Dalla Chiesa justement, parlons-en un peu. Le général Carlo Alberto Dalla Chiesa est muté à Palerme soudainement le 2 mai 1982. Il est nommé préfet de la ville sicilienne pour combattre la mafia avec « les moyens du préfet de Forlì (ville paisible du nord)» comme il écrira dans son journal. Toujours par le même journal on apprend que le général avait écrit le 2 avril 1982 que « le courant de la démocratie-chretienne dont Giulio Andreotti est le chef est le plus pollué par des contaminations mafieuses. » C’était un brouillon de la lettre qu’il a envoyée au président du conseil des ministres de l’époque Giovanni Spadolini. Sans vouloir établir un rapport de cause-effet c’est quand même un détail inquiétant.

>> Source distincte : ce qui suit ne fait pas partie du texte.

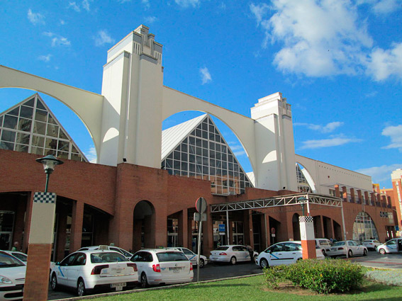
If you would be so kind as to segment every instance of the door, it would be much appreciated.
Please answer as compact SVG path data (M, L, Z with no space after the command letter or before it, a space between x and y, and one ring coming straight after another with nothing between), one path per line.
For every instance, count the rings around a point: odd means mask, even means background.
M57 276L57 283L59 284L61 284L62 285L68 285L68 271L76 256L77 254L72 254L64 259L59 266L56 266L56 275Z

Toujours dans son journal, qui est une mine d’informations, Dalla Chiesa écrit encore « j’ai été très clair avec Andreotti, je n’aurais aucun scrupule (aucun égard) pour cette partie de son électorat à laquelle font recours ses grands électeurs »
Le 3 septembre 1982 le général Carlo Alberto Dalla Chiesa, sa compagne et son garde du corps seront victimes d’un attentat meurtrier.
Le 24 novembre 2003, c’est le dernier acte du procès Andreotti. La cour de cassation annule la sentence du procès en appel qui condamnait Andreotti et Badalamenti à 24 ans de prisons. Le délit Pecorelli n’a toujours pas de coupable officiel.